Portman, a former budget director for President George W. Bush, sounded similar to deficit hawk Mitch Daniels, the conservative Indiana governor who warns of a "red menace" of deficit spending and rising debt.
"MOST PREDICTABLE ECONOMIC CRISIS"
Portman called the current U.S. fiscal situation the "most predictable economic crisis" in history and one that should be addressed before lawmakers convene in a "lame-duck session" at the end of the year.
The year-end session in November and December could be particularly eventful because Bush-era tax cuts are set to expire and Republicans want them all extended but Obama wants to raise taxes on the wealthy.
Portman, who has been involved in Senate negotiations over tackling the debt, said the current tax structure should be extended only temporarily, until next April 15, to allow time for an overhaul of the U.S. tax code.
Other Republicans have talked about keeping the cuts either indefinitely or for a year in order to enact tax reform. The last time Congress addressed the tax cuts was in 2010 when they were extended for two years after a lengthy battle.
Portman would not discuss whether he is being vetted as a vice presidential choice for Romney. Portman, former Minnesota Governor Tim Pawlenty and Florida Senator Marco Rubio are among leading Republicans believed to be on Romney's short list.
Portman referred any question about the running mate search to the Romney campaign. "If they want to talk about it, they can," he said at the summit held at Reuters' Washington office.
With deep experience in Washington that Romney lacks, Portman has the added attraction of being from the crucial swing state of Ohio, which Romney will likely need to win if he is to become the next president.
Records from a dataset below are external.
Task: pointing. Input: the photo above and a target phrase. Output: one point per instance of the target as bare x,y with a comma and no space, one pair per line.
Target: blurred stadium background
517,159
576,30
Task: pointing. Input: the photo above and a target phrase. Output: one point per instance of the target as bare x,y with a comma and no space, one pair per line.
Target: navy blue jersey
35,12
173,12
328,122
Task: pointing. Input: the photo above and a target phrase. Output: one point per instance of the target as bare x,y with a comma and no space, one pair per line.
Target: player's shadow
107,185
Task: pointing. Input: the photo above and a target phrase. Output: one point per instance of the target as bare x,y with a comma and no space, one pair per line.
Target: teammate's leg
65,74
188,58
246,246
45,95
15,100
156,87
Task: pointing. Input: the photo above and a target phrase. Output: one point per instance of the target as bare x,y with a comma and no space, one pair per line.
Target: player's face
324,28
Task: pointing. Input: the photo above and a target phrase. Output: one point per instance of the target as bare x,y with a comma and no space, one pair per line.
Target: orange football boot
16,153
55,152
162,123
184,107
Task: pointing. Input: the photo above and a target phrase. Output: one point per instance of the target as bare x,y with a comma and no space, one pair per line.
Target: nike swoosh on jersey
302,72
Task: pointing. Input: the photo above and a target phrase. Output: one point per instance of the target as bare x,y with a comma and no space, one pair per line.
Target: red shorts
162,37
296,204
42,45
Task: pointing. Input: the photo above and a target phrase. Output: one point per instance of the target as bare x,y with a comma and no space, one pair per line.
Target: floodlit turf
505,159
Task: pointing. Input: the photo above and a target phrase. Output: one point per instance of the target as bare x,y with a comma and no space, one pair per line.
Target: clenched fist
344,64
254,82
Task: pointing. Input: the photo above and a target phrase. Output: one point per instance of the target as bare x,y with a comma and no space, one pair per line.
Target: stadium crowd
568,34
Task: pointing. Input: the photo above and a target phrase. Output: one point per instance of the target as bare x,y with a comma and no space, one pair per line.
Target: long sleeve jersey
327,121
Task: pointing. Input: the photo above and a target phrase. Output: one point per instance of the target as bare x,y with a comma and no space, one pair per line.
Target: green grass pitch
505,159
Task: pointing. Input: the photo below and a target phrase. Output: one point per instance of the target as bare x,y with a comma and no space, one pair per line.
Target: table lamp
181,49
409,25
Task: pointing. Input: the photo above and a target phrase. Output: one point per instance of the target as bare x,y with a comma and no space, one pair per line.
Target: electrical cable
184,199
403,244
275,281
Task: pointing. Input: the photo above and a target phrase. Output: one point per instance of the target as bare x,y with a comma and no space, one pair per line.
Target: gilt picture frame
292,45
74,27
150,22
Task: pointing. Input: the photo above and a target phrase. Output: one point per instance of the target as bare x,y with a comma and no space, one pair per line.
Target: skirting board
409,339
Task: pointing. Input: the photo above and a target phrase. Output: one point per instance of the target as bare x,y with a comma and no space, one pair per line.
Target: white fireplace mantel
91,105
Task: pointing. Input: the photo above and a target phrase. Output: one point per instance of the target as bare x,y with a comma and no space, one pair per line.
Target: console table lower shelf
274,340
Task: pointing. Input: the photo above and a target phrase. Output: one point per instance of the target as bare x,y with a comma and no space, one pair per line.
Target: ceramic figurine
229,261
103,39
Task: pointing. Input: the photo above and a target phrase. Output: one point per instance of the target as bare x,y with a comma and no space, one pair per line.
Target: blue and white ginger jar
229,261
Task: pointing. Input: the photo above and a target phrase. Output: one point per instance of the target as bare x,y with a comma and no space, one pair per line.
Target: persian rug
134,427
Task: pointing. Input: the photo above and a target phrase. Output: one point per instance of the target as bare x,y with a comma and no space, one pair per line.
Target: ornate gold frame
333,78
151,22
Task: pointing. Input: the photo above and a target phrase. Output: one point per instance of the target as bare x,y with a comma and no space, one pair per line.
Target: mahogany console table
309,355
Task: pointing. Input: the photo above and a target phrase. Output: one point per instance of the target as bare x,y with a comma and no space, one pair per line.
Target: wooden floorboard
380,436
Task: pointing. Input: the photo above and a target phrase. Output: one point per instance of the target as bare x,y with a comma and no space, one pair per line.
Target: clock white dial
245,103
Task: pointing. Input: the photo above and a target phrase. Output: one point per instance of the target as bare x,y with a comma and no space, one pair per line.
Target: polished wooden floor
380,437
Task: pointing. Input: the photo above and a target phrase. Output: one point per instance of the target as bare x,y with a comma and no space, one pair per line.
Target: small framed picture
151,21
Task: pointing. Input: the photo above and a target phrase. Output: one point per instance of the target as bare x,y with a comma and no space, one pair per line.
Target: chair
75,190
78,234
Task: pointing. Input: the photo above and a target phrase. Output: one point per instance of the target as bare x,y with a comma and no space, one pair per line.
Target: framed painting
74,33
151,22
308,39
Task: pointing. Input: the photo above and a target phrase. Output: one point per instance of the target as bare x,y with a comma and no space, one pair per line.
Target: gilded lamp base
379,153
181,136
He rode with Romney on his bus tour through the state earlier this month.
Ohio's 7.2 percent unemployment rate is lower than the 8.2 national average, suggesting Romney faces an uphill climb in convincing the state to side with him. Portman said, however, that voters are "fed up" with the sluggish economy.
"It's going to be a close election in Ohio," he said. "It always is."
Both Romney and Portman are in agreement that a reduction in the corporate tax rate should be made from the current 35 percent, which is among the steepest corporate tax rates among its industrialized peers.
The two Republicans may have a slight, nuanced difference on U.S. bailouts credited with saving the auto industry. Romney opposed the bailouts as delaying the auto industry from going through a managed bankruptcy process.
Portman agreed but says the "government had a role to play" in helping the industry. The Romney campaign pointed out their candidate has made similar comments, and that Romney has said the federal government should provide guarantees for post-bankruptcy financing.
Portman said one way to boost the U.S. economy would be through boosting U.S. exports. He said Romney would move aggressively to negotiate a series of bilateral free trade agreements, while holding China's feet to the fire on trade and currency.